A softer landing is more likely next year now

Following the mini-Budget in 2022 many would have been forgiven that we were facing a house price crash akin or worse than the financial crisis in 2008.

The rapid rise in interest rates coupled with the huge spikes in the cost of living coming from both food and energy prices made for a troubling outlook.

However, as we end 2023, while there is no doubt that we have just witnessed a very difficult year for finances, house prices have remained incredibly resilient.

Fears that many people would be forced to sell causing there to be a glut of properties on the market have not materialised. What has been true is that demand has been subdued.

Just yesterday the Bank of England choose to hold interest rates meaning households are still under enormous pressure and this will translate into fewer potential buyers.

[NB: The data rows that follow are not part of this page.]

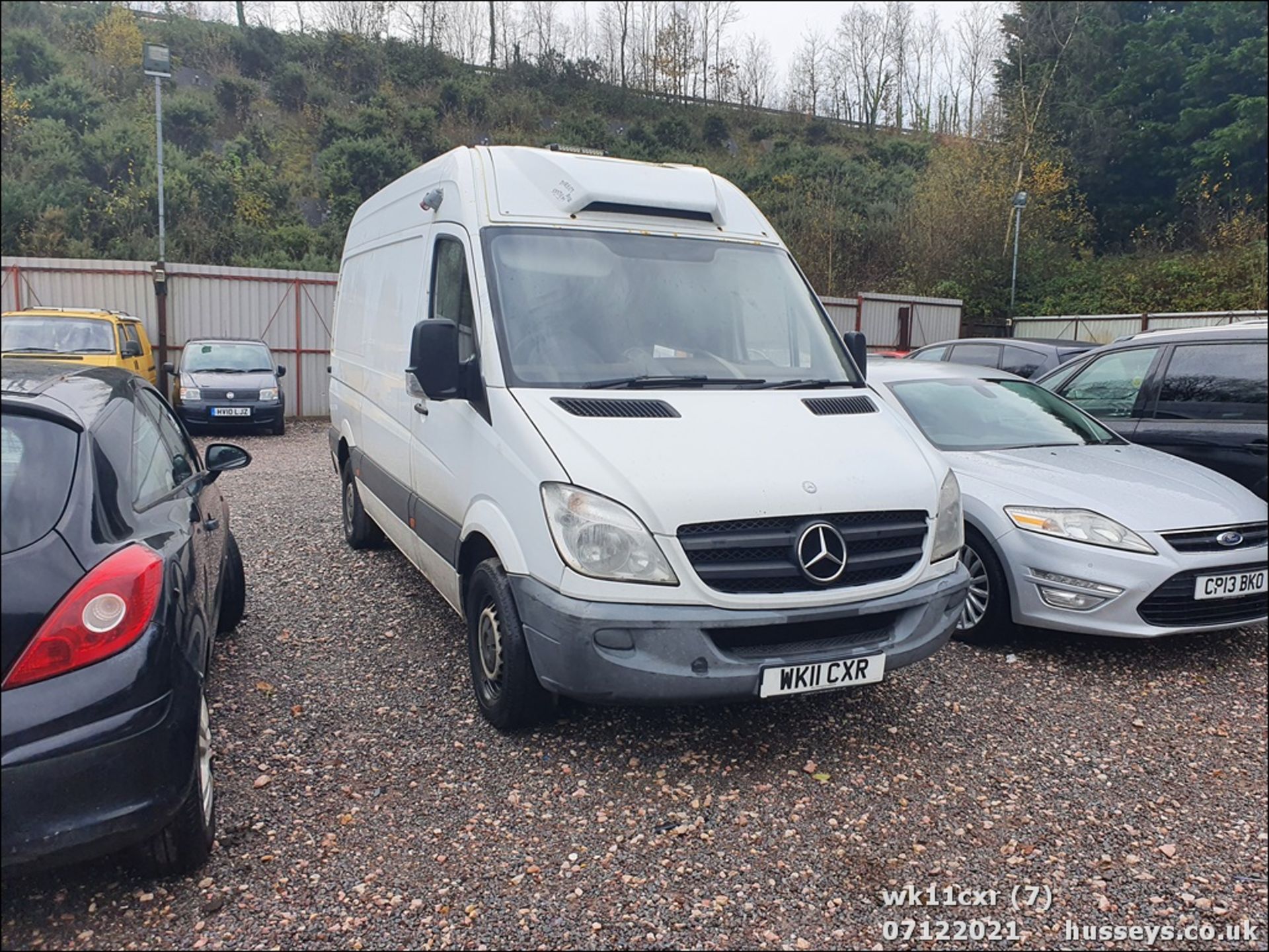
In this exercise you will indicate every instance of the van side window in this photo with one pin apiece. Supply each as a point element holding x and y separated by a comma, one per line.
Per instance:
<point>452,293</point>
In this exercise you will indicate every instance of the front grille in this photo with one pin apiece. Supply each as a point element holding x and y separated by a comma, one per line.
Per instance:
<point>1173,604</point>
<point>219,393</point>
<point>757,554</point>
<point>1205,539</point>
<point>800,638</point>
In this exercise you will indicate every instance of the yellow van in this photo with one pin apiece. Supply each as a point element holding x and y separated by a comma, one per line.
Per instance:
<point>83,335</point>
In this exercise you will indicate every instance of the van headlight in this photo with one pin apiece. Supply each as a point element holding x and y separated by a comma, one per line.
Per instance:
<point>603,539</point>
<point>950,524</point>
<point>1079,527</point>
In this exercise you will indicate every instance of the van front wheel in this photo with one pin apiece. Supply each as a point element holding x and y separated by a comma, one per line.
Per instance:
<point>360,529</point>
<point>507,686</point>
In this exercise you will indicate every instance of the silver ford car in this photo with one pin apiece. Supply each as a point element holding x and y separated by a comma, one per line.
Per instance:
<point>1071,528</point>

The reality is house prices are dependent on how long people can cope with the financial strain the economy is causing them.

The truth is that much of the reason why house prices have remained buoyant in the face of serious economic headwinds is that this country has very little housing stock for its population.

Laws of supply and demand mean that at present despite lower demand, the lack of supply has made sure property prices have only dropped a few percent.

Looking to next year, we are unlikely to see rapid changes to the interest rates although we are hopefully now going in the right direction with inflation so we can hope for some downward movement.

However, mortgage rates have stabilised and this should help tempt those who have adopted a wait and see approach back to market now they have some more certainty that the rug won’t be pulled from under them by sudden increases in mortgage rates.

A soft landing is looking more likely at the end of the year than it did at the beginning.